Random number generation using variadic template functions, and threading in C++11 and R with Rcpp

Author: Dr Chibisi Chima-Okereke Created: July 3, 2013 04:54:00 GMT Published: July 3, 2013 04:54:00 GMT

The Rcpp package allows R programmers to easily integrate C++ code and libraries with R. This allows C++ functionality to be called from R, which is useful for writing high performance R code or interfacing various libraries available in C++ with R. At Active Analytics we like this package a lot; it is very well maintained and its frequent improvement updates increases its ease of use. This makes life much easier. Thanks Rcpp guys. We have contributed our code on speed chain ladder analysis to the Rcpp gallery. Their suggestions on improvements made the code better and got us using the microbechmarks package. Check it out, it is useful.

This week’s action

C++11 is the ISO standard for C++ that was ratified in 2011, it includes many new features that extend C++ core language. We will be looking at three of these features namely:

Variadic Templates
Random Number Generation
Multi-threading

Variadic templates allow the creation of templates that can take a variable number of template parameters. We will show how these can be used to create an interface (not in the formal OOP sense) to a family of template functions.

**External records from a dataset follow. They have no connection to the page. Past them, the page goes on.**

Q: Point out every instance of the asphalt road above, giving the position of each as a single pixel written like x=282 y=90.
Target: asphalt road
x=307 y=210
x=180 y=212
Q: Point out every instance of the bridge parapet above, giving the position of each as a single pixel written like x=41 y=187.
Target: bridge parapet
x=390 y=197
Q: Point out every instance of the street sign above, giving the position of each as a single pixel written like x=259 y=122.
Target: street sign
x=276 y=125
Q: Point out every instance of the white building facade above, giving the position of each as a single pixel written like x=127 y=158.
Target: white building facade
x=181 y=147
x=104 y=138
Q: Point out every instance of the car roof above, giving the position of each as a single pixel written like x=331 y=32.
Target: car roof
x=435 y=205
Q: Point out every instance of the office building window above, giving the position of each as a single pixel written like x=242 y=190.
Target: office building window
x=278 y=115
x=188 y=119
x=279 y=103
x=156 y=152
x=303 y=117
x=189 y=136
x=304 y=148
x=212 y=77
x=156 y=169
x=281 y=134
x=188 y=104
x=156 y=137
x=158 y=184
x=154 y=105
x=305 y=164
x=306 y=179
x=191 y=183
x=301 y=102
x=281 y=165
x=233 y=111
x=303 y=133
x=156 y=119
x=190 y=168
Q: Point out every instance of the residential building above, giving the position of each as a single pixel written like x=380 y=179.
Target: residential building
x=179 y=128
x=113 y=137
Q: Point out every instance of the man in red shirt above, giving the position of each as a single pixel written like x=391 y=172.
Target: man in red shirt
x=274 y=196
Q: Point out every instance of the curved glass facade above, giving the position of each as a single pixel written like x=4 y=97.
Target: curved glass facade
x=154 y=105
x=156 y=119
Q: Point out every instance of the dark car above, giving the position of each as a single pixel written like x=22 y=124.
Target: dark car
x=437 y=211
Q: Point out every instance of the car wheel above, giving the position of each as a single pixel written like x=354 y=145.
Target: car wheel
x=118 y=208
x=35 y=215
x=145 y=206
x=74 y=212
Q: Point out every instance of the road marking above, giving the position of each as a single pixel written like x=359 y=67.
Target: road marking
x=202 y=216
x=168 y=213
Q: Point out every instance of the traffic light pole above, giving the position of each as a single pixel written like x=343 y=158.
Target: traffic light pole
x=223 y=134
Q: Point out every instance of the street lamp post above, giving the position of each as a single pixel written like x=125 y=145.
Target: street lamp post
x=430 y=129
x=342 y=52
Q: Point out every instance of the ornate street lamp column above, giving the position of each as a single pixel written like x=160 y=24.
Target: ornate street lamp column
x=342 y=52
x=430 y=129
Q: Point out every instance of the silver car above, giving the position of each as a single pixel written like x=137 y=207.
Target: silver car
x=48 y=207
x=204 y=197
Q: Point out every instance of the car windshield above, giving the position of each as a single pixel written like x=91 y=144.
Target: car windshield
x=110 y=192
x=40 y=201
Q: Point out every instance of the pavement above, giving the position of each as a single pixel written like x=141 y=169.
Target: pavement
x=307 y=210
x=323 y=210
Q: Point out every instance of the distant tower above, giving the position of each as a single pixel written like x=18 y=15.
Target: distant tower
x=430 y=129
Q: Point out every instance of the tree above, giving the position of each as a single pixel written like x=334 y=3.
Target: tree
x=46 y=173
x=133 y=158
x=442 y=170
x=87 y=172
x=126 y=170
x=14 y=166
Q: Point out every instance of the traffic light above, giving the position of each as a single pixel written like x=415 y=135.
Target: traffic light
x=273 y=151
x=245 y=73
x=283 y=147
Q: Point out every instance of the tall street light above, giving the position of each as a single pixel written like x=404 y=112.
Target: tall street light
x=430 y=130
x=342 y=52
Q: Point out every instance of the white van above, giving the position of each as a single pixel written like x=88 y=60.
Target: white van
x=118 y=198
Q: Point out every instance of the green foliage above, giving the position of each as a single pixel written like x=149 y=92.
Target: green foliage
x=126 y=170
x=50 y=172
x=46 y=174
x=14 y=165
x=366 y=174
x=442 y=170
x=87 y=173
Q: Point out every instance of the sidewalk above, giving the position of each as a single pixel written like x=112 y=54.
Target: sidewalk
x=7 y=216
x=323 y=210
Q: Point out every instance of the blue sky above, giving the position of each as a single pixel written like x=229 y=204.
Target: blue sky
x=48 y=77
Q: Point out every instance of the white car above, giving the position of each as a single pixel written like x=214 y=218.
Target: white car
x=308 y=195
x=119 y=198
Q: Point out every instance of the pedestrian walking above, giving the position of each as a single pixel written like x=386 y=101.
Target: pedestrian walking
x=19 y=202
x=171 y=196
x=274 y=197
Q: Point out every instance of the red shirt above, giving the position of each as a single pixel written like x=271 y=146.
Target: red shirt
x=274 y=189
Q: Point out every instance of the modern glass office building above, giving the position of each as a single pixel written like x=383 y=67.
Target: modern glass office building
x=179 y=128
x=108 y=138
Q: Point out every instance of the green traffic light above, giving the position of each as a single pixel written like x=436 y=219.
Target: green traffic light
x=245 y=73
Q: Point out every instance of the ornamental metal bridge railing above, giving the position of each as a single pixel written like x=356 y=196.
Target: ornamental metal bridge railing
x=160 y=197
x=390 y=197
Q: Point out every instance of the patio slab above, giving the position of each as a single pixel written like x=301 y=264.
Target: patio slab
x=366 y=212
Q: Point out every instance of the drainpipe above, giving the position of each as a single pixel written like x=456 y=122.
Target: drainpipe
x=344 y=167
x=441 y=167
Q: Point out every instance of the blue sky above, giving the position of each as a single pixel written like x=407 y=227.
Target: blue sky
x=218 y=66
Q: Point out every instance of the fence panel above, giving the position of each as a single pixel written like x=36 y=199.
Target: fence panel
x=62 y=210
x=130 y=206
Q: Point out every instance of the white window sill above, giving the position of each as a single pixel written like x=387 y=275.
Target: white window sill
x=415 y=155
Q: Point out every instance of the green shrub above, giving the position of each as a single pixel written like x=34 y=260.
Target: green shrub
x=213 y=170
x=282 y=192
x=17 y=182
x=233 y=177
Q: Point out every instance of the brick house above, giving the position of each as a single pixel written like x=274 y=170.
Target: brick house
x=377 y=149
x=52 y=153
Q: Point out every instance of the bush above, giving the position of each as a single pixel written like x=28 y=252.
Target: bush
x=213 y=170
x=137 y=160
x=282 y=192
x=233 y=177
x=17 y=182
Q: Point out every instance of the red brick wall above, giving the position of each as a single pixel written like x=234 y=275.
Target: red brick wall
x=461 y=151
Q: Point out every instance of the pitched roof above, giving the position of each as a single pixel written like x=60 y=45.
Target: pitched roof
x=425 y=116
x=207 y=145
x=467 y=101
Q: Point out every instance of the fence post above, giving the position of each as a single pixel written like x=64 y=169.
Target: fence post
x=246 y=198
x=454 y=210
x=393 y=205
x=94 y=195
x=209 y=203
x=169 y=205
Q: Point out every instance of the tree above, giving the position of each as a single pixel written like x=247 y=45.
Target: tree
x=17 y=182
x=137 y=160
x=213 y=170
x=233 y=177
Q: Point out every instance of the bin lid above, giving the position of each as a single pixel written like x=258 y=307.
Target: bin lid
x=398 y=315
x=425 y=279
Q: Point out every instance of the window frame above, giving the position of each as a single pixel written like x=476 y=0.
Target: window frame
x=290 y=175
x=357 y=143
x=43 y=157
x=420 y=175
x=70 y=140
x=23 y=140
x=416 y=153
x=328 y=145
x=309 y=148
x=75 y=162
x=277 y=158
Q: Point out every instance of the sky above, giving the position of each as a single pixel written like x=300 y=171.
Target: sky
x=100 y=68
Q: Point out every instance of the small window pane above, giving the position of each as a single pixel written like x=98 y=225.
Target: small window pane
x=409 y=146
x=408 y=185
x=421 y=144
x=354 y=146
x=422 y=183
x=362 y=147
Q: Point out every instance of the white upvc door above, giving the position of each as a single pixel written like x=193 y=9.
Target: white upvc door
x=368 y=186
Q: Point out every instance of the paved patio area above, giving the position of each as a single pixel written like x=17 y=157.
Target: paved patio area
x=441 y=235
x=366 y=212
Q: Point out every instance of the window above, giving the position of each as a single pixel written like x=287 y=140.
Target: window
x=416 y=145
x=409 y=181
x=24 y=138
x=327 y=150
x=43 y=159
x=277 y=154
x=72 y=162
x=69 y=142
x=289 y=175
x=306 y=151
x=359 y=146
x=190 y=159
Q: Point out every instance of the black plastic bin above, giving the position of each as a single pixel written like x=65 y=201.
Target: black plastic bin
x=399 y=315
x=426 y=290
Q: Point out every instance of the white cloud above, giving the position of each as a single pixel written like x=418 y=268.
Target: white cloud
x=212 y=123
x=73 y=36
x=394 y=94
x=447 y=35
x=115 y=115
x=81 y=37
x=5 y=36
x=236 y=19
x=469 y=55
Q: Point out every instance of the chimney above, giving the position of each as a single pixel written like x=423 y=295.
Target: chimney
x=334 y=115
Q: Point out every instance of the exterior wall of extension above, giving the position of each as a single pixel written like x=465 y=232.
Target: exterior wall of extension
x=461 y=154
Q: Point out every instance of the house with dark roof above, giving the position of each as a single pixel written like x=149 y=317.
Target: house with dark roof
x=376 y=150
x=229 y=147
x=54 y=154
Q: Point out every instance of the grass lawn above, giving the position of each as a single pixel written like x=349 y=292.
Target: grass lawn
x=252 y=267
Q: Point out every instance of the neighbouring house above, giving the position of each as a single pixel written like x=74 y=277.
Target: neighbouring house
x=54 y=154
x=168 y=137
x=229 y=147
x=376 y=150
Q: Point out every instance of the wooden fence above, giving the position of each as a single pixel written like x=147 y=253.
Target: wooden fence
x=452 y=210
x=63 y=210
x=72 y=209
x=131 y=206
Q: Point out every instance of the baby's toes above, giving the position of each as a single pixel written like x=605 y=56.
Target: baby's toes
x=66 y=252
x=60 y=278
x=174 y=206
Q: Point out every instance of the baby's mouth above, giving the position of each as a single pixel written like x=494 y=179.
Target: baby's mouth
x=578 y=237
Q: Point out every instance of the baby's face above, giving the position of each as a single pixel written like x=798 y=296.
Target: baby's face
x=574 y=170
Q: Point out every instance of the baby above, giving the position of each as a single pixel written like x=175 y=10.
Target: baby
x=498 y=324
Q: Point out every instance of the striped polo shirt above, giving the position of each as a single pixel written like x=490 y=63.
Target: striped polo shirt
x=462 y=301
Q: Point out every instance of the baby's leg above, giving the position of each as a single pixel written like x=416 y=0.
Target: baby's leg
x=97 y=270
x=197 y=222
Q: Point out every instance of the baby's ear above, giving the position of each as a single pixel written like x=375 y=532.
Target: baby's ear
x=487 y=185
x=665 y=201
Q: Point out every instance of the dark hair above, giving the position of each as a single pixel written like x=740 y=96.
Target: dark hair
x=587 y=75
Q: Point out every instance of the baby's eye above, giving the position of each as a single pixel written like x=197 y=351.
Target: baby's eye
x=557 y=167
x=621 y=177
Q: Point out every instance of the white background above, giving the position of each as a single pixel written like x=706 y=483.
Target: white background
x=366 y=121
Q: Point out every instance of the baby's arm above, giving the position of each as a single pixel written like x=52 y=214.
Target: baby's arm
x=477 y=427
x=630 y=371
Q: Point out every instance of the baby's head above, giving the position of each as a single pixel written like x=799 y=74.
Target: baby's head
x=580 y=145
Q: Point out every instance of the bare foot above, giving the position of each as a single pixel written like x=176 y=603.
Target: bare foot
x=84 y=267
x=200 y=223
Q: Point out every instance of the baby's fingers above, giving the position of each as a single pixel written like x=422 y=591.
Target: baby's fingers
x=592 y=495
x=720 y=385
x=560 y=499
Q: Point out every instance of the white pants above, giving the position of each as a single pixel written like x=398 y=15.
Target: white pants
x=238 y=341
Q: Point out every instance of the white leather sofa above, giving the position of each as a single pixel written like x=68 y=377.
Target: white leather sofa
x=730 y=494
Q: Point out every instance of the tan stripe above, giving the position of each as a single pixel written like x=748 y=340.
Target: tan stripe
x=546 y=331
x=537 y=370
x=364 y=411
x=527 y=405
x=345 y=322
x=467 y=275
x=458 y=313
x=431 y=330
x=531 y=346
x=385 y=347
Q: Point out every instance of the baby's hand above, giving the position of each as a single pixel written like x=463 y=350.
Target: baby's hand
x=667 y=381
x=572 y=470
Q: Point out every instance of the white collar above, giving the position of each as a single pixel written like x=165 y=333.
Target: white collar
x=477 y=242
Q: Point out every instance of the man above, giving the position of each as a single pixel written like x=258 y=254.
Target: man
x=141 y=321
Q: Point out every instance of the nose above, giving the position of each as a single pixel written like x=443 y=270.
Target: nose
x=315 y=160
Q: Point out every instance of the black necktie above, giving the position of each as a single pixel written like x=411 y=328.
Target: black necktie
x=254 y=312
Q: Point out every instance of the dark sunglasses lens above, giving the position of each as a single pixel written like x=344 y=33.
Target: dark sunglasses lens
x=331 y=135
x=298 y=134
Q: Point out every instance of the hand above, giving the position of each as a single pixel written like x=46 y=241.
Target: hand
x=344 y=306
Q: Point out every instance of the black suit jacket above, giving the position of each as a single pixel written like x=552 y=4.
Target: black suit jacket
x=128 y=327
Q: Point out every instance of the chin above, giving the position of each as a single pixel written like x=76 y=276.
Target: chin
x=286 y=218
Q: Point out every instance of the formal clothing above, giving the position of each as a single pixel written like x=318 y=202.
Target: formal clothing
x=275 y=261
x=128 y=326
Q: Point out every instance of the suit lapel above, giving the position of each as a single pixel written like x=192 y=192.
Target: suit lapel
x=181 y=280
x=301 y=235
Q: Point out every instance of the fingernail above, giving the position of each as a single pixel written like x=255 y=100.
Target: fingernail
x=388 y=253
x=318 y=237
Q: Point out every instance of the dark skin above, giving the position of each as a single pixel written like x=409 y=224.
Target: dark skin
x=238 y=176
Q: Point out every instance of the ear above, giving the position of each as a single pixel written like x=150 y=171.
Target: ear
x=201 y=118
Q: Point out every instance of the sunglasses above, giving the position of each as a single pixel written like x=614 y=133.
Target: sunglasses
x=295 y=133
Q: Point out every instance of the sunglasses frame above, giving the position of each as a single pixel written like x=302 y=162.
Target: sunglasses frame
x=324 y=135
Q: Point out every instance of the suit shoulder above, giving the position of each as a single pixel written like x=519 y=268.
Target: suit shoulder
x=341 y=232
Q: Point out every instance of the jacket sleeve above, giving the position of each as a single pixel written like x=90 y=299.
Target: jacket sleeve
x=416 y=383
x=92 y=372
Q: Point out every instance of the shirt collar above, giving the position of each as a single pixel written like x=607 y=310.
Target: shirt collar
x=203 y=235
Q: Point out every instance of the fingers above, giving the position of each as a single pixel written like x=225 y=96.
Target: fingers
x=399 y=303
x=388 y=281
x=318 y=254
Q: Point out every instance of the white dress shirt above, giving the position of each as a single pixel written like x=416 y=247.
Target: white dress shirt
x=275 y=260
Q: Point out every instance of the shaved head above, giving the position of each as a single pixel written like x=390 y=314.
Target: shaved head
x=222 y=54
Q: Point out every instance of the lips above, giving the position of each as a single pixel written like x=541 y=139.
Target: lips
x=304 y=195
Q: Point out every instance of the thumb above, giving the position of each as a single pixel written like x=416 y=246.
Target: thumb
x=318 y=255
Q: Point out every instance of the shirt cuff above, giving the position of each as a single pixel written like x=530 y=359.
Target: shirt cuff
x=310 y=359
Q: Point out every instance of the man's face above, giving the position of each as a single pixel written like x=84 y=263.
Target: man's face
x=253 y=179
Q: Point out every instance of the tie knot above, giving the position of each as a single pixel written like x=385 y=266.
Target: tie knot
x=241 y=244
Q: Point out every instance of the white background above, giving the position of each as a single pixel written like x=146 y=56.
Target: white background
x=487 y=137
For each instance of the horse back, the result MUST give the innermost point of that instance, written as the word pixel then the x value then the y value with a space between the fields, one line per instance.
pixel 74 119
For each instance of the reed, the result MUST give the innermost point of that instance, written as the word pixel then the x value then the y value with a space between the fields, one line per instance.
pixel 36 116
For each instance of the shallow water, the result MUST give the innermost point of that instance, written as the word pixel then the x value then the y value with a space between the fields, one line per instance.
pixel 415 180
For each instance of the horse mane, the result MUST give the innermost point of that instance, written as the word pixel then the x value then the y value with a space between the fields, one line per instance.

The C++11 extensible random number generation covers a convenient set of standard distribution and commonly used random number generation engines. In these examples we won’t worry about setting seeds - though doing this is straight forward. See the C++11 ISO standard for random number number generation n3551.

C++11 has extensive multi-threading capabilities, and we will be using some basic threading programming to speed up generation of larger vectors of random numbers.

We will use these three features to create functions that generate random numbers from distributions that are common in R’s stats package and we will compare the timings to the those for the native R stats sampling functions.

The core functionality comes from the template functions, which are called from R with wrapper functions. So the template function and some of the wrapper functions will be presented and then we will show bechmarks comparing the these with the native R functions.

The code in this blog entry is run/compiled on Ubuntu 14.04, core i7 processor having 16 GB RAM, using the g++ version 4.8.2 compiler, R version 3.1.0 and Rcpp version 0.11.2. The scripts are available on Github.

The C++ template functions

There are three important C++ function templates in this example, every other C++ function is (very easily) derived from them. The functions are as follows:

A variadic template function for sampling random numbers from standard C++11 distributions that correspond with R standard distributions.
A template function for filling part of a vector for the multi-threading case.
A variadic template function for sampling random numbers from standard C++11 distribution multi-threading case.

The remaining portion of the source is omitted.